In Jerusalem, I’m holding onto hope

“Did we just hear a siren?”
I was sitting in my room, with the door closed tight to bar my toddler out for the duration of a Zoom call, and only realized I heard something when the man on my screen said these words. Neither of us thought that we heard correctly, so we just went on with our meeting. Outside the room, I found out later, the world wasn’t as confused.
Less than a kilometer away, in Jerusalem’s center of town, families in blue and white were told to sit down on the ground near stone walls. People lay down the flags they brought to celebrate Yom Yerushalayim. Some took out sandwiches instead, and fed their crouching toddlers snacks. People sang “Am Israel Chai” and ate and waited. Parents held their children close.
By the time I came out of the room, those families were back to marching and to dancing. But the world around us altered, and the sense of danger shifted. The rising tensions of the week behind us morphed into a shooting war.
I don’t know what it is, exactly, that we’re facing. I can pray that we will find a way to avert a serious escalation, but recent history has taught me that such hopes might be in vain. But this I know, regardless of the exact contours of what’s before us: despite the stress to come, the fear and the confusion, we can’t afford to lose sight of some deeper, hidden truths.
Focus on the here and now, and you might as well give yourself over to anxiety. To panic. To terror. Allow the news to set your heart rate, and you will huff and puff and clutch your chest and be easy prey for those who wish you ill.
Because if all you see is here and now and oh-God-why-so-complicated, how can you feel anything but helpless, raw despair?
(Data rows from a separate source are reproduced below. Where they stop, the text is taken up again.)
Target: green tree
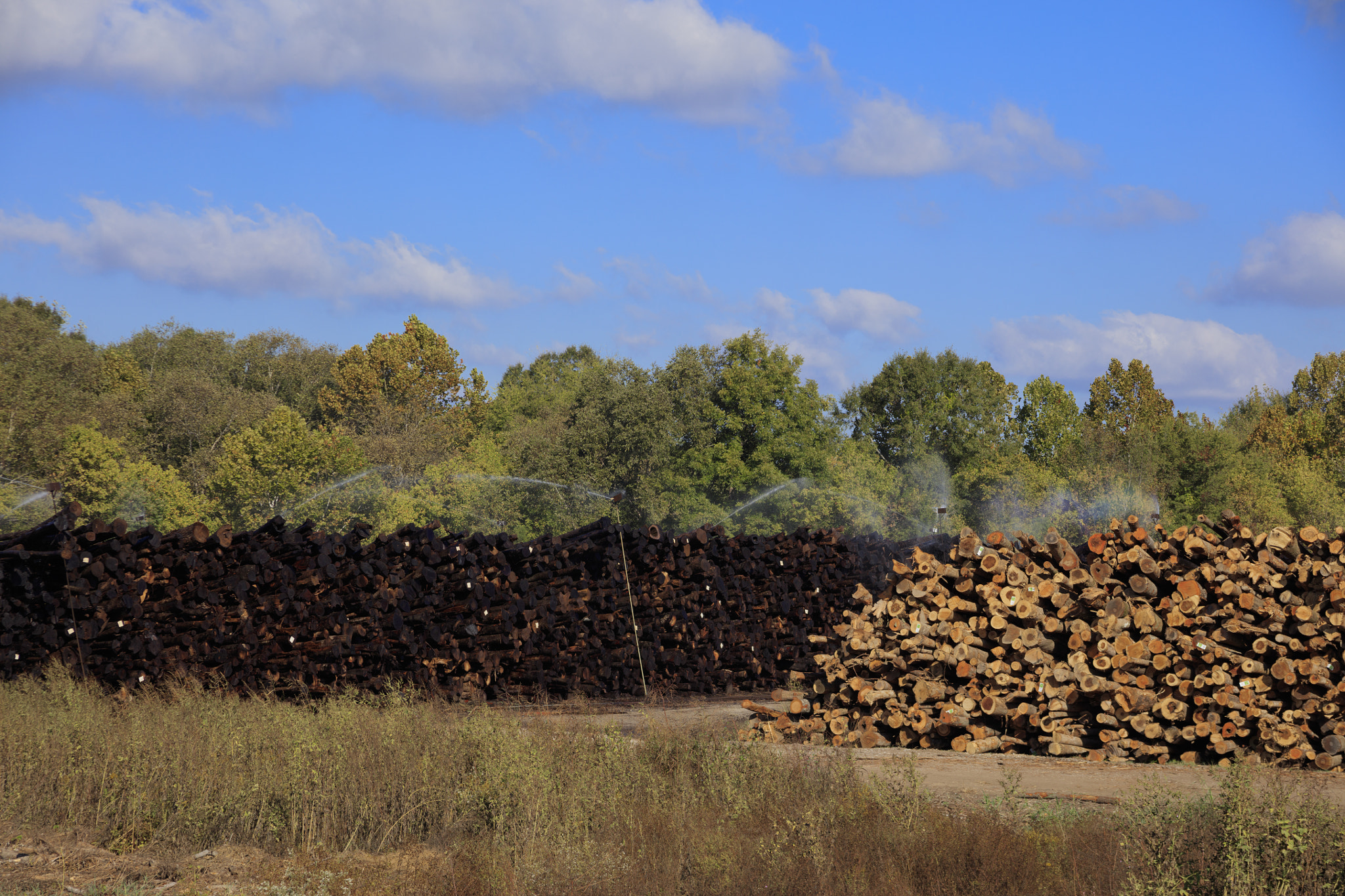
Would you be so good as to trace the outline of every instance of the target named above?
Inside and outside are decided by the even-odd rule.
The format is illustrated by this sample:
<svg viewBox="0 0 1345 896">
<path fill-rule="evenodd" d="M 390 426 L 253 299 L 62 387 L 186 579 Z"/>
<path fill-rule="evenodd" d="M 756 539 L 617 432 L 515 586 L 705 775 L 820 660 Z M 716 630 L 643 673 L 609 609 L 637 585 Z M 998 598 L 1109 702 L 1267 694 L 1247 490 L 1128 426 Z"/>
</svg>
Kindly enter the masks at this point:
<svg viewBox="0 0 1345 896">
<path fill-rule="evenodd" d="M 223 519 L 252 528 L 366 466 L 348 435 L 315 430 L 296 411 L 277 407 L 266 419 L 226 435 L 206 492 Z"/>
<path fill-rule="evenodd" d="M 448 340 L 414 314 L 401 333 L 354 345 L 319 391 L 328 420 L 359 439 L 367 457 L 413 476 L 461 450 L 484 422 L 486 377 L 464 365 Z"/>
<path fill-rule="evenodd" d="M 52 472 L 89 519 L 122 517 L 176 529 L 211 516 L 176 470 L 130 459 L 120 441 L 95 426 L 66 430 Z"/>
<path fill-rule="evenodd" d="M 842 404 L 854 435 L 873 439 L 889 463 L 932 451 L 956 473 L 1013 437 L 1017 396 L 1018 388 L 987 361 L 920 349 L 893 356 Z"/>
<path fill-rule="evenodd" d="M 230 382 L 245 392 L 269 395 L 305 418 L 319 412 L 317 395 L 332 386 L 332 345 L 313 345 L 280 329 L 252 333 L 234 343 Z"/>
<path fill-rule="evenodd" d="M 44 478 L 62 435 L 93 419 L 102 365 L 46 302 L 0 296 L 0 467 Z"/>
<path fill-rule="evenodd" d="M 1061 474 L 1079 450 L 1081 423 L 1073 392 L 1038 376 L 1022 387 L 1022 404 L 1014 416 L 1028 458 Z"/>
<path fill-rule="evenodd" d="M 787 480 L 820 477 L 839 427 L 834 403 L 790 355 L 755 330 L 679 348 L 656 373 L 678 419 L 671 477 L 717 505 Z"/>
<path fill-rule="evenodd" d="M 1084 415 L 1123 441 L 1134 433 L 1154 433 L 1173 415 L 1173 403 L 1154 386 L 1154 372 L 1138 359 L 1126 367 L 1115 357 L 1088 388 Z"/>
</svg>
But we live in a city whose roots go into our distant past, into the tales and truths that shaped us. And in those depths, hope dwells, and a sense of equilibrium awaits us. It is there, and it is ready for the taking. But we need to slow ourselves, to listen, to go deep.
Slow down, and you’ll remember: Once upon a time, a man in search of God raised a knife upon this mountain, convinced that he will have to kill his son.
But the angel cried “Do not raise your hand against the boy,” and Abraham listened. And despite what seemed like the inevitable outcome, Isaac lived.
Slow down, once more, and you’ll remember: Once upon a time, King David resigned himself to watch his city ravaged by a plague that was ordained by God Himself as punishment. But then he cried “I alone am guilty, I alone have done wrong; but these poor sheep, what have they done? Let Your hand fall upon me and my father’s house!” and God listened. He told David to buy the plot of land that will become the Temple later and bring offerings upon it.
And once he did, the plague stopped.
Time and time and time again, this city crumbled under the weight of its own sins, and then under the weight of physical destruction. And time and time again, people fought for its spirit and fought to rebuild it and fought to make it a better version of itself. And now, after millennia when it was home to Jewish hearts, but rarely Jewish bodies, we prayed, and fought, and worked, and we are here.
So yes: we heard a siren yesterday, and violence is once again erupting all around us, and God knows that in this place of warring passions, escalation is never far from the surface of events.
But this place goes deep, and in its depths lie faith — and patience. We are part of a long and very ancient story. And this story whispers though the stones and streets and ancient hill sides, telling us that even at the razor edge of pending danger, we can — we must — have hope.
I pray for my brothers and sisters in the south and elsewhere, and I pray for a better future for all of us who share — often unwillingly — this beloved, ancient land. I know: today this future looks so grim, so hopeless. But like Avraham and David and the generations of dreamers and doers that made our presence here possible, I also know that a beautiful future can emerge even from the most grim of presents, and shed behind it even the most painful of pasts.